Face à la perte d’attractivité du métier d’enseignants, une autre politique est possible

– Mardi 28 juin 2022

Yannick Trigance, secrétaire national à l'École, l'Éducation et à l'Accès aux savoirs

Le ministre de l’Éducation nationale l’affirme : « il y aura un prof devant chaque classe à la rentrée ». Nous l’espérons, mais nous sommes en droit d’en douter au regard de la situation inquiétante des recrutements. 

Ainsi, sur les 8 163 postes offerts à la session 2022 du CRPE (Concours de recrutement des professeurs des écoles), 1 747 ne sont toujours pas pourvus à cette heure, soit 21,4 %. Si les académies franciliennes sont les plus touchées - à Versailles, 1 006 postes ne sont pas pourvus sur 1 430 offerts ; à Créteil, 660 sur 1 079 ; à Paris, 62 sur 219 - d’autres territoires connaissent les mêmes tensions et devront faire leur rentrée avec un nombre d’enseignants en dessous des prévisions : en Guyane (92 postes non pourvus), à Nancy-Metz (14), à Grenoble (11), à Amiens (7), à Dijon (6) et à Nice (3)…

Si l’on en croit les chiffres communiqués par le Snuipp-FSU, tous concours du 1er degré confondus, ce sont 2 173 postes qui n’ont pas été pourvus. Contrairement aux propos rassurants du ministre, la rentrée scolaire de septembre s’annonce difficile pour les élèves, les familles et les équipes éducatives.

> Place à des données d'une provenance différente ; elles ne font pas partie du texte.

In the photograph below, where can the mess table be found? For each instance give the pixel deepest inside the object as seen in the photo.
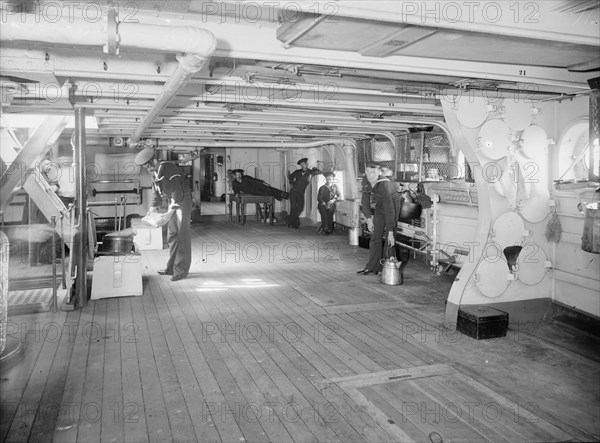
(241, 200)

Ces tensions concernent également le collège et le lycée où d'importants déficits dans les effectifs sont à prévoir. En mathématiques, 816 candidats ont été admissibles sur 1 035 postes de professeurs de mathématiques ouverts ; en allemand, avec 83 candidats admissibles pour 215 postes ouverts – dans ces deux disciplines, c’est deux fois moins qu’en 2021.

Par ailleurs, la réforme qui a repoussé en 2ème année de master le concours qui auparavant avait lieu en 1ère année a de fait éliminé de très nombreux étudiants dans l’impossibilité totale financièrement de poursuivre une année universitaire supplémentaire avant de passer le concours.

A cette baisse drastique sans précédent du nombre de candidatures et d’admis viennent s’ajouter une forte augmentation des demandes de ruptures conventionnelles et des démissions d’enseignants totalement désabusés et découragés. Face à cette situation, le SE-Unsa a même déposé une « alerte sociale » auprès du ministère. 

Pourtant des solutions d’urgence existent et sont connues des autorités : Augmentation du nombre de fonctionnaires stagiaires des candidats actuellement sur liste complémentaire ; recrutement en nombre suffisant de personnels sécurisés professionnellement et financièrement ; recrutement d’assistants d’éducation et de personnels accompagnants les élèves en situation de handicap (AESH) ; d’Assistants d'éducation (AED)…

Ces mesures d’urgence sont nécessaires, mais elles pourraient toutefois s’avérer insuffisantes pour assurer au-delà de la rentrée le bon déroulement de tout le reste de l’année scolaire. Elles appellent surtout en parallèle des décisions politiques ambitieuses pour mettre un terme à la perte d’attractivité du métier d’enseignant. 

Ce terrible constat n’est en effet pas le fruit du hasard. Comme toutes les enquêtes auprès des enseignants le montrent, il est la triste mais réelle conséquence de la politique néo-libérale engagée depuis 5 ans par Emmanuel Macron et son gouvernement. Celle-ci a engendré une détérioration des conditions de travail des personnels et enseignants, une gestion des relations sociales autoritaire et injonctive, un déclassement salarial, une dégradation de la formation initiale et continue des enseignants, générant par la même un recours massif aux personnels contractuels sous-payés et sans formation.

C’est pourquoi, à côté des mesures d’urgence de la rentrée, il faut engager une politique ambitieuse autour du métier d’enseignant : revalorisation salariale, amélioration des conditions de travail, augmentation des heures de formation initiale et continue, une gestion plus humaine des ressources, un plan prévisionnel de recrutements sur 10 ans, le respect de la liberté pédagogique…

Autant de mesures qui permettront la réhabilitation et la promotion d’une école publique de l’égalité et de l’émancipation, d’une école qui accueille tous les élèves et qui garantit la réussite de tous nos jeunes.

C’est notre défi d’aujourd’hui pour de demain : c’est celui de l’avenir de notre jeunesse, et il commence par l’école.